DEAR MISS MANNERS: Our neighborhood holds a party each August or September for all residents to gather in someone's yard and enjoy potluck and amiable conversation. Five or six of us usually organize it and take turns offering our yards. Most people in the neighborhood come most years.
When it is in my yard, I always use my "outdoor" place settings and cloth napkins. I expect to wash and launder these items myself, as I do with other parties we have with family or friends. However, my neighbors have never allowed me to do so. They insist on entering my kitchen uninvited and helping me clean up. When it is in someone else's yard, paper goods are always used. I have never criticized this practice.
This year, I could not attend the planning meeting. One of the women called me to ask if the party could be in my yard. After I said "yes," she told me we need to use paper goods so clean up is not a hardship on anyone.
Is it to rude for me to tell the neighbors I have changed my plan? Another friend and I would like to hold a birthday party for her daughter and family in my yard on the designated evening instead. Only part of my motivation is to avoid having my manners dictated to me.
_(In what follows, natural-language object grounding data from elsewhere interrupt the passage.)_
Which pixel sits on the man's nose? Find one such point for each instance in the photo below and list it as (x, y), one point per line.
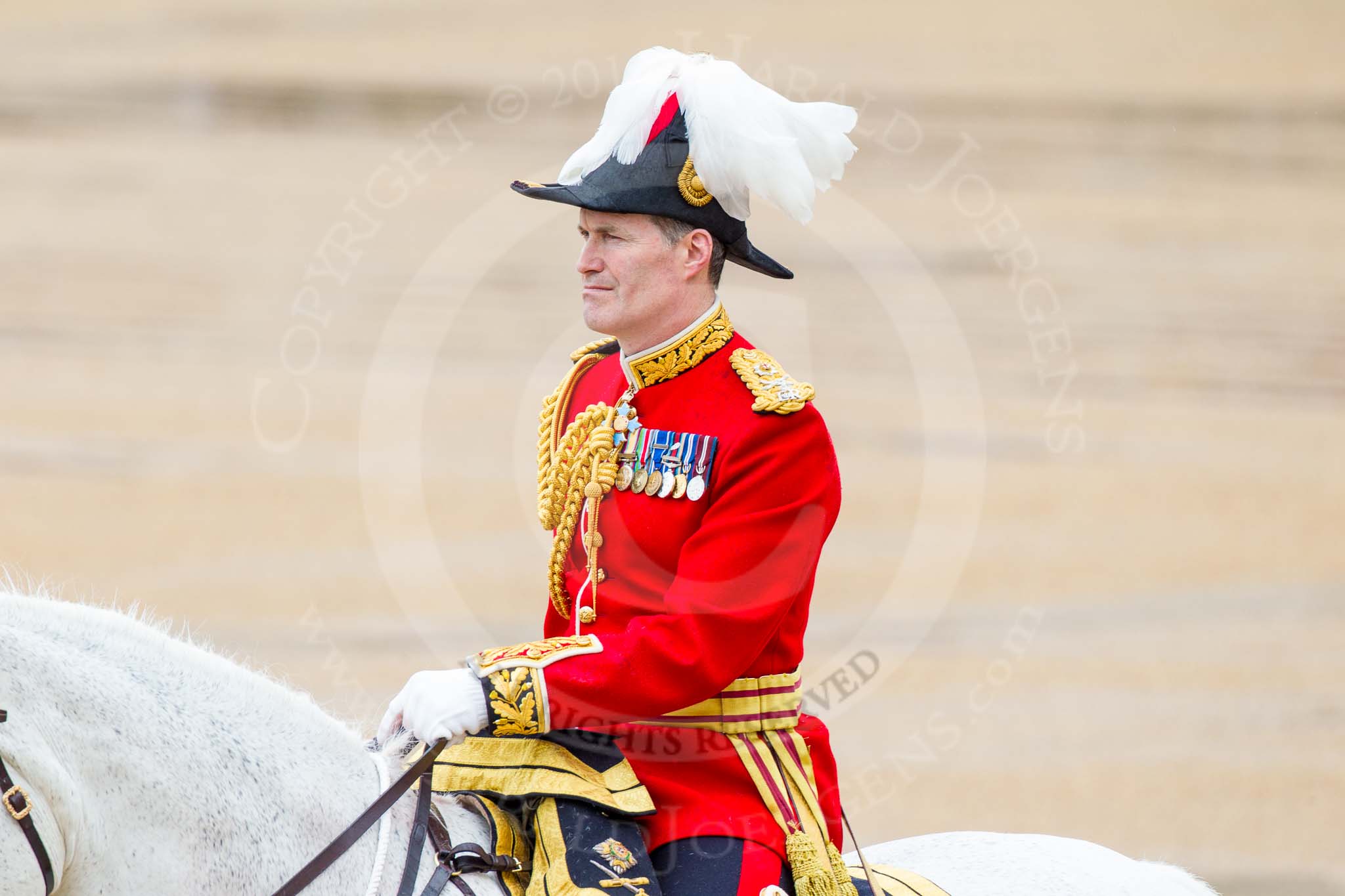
(590, 261)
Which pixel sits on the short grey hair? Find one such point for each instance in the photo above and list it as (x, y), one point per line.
(674, 230)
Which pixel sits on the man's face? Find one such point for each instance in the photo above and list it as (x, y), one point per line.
(628, 274)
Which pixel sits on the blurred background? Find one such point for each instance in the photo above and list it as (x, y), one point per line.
(273, 335)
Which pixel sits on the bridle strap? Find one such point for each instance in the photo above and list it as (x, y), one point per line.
(323, 860)
(20, 809)
(417, 839)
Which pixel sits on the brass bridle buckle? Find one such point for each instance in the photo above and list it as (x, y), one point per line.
(18, 815)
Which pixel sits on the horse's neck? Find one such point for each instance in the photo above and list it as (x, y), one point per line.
(163, 769)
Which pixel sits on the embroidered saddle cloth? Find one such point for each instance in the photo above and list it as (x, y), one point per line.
(564, 803)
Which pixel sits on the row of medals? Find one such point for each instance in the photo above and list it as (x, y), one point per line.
(653, 482)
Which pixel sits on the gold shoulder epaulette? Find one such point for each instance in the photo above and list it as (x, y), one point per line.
(774, 389)
(604, 345)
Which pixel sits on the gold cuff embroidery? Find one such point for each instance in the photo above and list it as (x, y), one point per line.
(514, 703)
(774, 389)
(533, 653)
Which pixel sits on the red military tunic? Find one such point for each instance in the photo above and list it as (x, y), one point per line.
(695, 594)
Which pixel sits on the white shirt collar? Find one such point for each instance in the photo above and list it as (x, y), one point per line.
(626, 360)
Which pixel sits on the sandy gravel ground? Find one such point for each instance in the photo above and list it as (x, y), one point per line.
(273, 333)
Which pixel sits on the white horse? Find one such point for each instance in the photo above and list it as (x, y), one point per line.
(155, 766)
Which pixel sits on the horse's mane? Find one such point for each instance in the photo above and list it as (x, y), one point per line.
(38, 606)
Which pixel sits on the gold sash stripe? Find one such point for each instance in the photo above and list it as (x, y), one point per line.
(899, 882)
(535, 766)
(763, 703)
GENTLE READER: Really? And yet you want to throw your own yard party, which they will all be able to see and yet are presumably not invited to attend, on the very day you had agreed to have theirs?
Were you planning on moving soon?
If not, Miss Manners can suggest less provocative ways of dealing with the two problems you raise.
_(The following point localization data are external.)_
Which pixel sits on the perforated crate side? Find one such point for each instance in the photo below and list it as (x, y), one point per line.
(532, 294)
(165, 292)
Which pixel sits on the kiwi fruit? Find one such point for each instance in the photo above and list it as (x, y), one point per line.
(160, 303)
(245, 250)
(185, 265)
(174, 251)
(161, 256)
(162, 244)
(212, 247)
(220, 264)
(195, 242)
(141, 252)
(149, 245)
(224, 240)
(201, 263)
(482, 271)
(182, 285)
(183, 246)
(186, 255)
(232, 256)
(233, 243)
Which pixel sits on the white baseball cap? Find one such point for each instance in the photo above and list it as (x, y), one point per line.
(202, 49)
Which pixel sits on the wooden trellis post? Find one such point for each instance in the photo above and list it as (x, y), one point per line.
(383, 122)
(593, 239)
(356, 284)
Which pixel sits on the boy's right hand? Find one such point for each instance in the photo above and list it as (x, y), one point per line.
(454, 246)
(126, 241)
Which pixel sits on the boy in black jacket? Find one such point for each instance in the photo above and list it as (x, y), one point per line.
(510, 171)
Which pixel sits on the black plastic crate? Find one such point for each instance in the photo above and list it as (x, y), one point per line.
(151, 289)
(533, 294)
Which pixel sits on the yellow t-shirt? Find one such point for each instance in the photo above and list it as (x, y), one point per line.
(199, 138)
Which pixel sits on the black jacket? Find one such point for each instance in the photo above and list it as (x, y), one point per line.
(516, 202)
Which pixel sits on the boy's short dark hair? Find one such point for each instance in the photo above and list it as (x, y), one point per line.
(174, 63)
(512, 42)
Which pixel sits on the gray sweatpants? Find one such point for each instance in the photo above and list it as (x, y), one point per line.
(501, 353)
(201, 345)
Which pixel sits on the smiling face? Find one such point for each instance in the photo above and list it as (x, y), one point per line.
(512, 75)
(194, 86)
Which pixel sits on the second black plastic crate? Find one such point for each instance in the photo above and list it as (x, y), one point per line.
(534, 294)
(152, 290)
The first is to apologize that you didn't realize that the date chosen is your friend's daughter's birthday, and say that you would be happy to have the neighborhood party if they could please move it to a different date.
The second is merely to state firmly that although you always use your own flatware and napkins, you want to reassure everyone that that you actually prefer to do the cleaning up yourself, and only want them to attend and enjoy themselves.
DEAR MISS MANNERS: It is not uncommon for employees under my supervision to approach me to ask me a question while in the process of consuming a snack, asking the question with a mouth full of food.
What can I say to deter this? I've thought of saying that I'd be happy to answer the question after the employee is finished with his/her snack, but I'm concerned that this will result in hurt feelings. I've also thought of claiming, in an apologetic tone, that I have trouble understanding what people are saying when they are speaking with food in their mouths, but I'm concerned that this approach might not get the point across sufficiently directly to ensure that it doesn't happen again.
I can't take it much longer!
GENTLE READER: And you needn't. Miss Manners reminds you that the polite thing to say before you turn away is, "I don't want to interrupt your lunch. Let's talk when you've finished eating."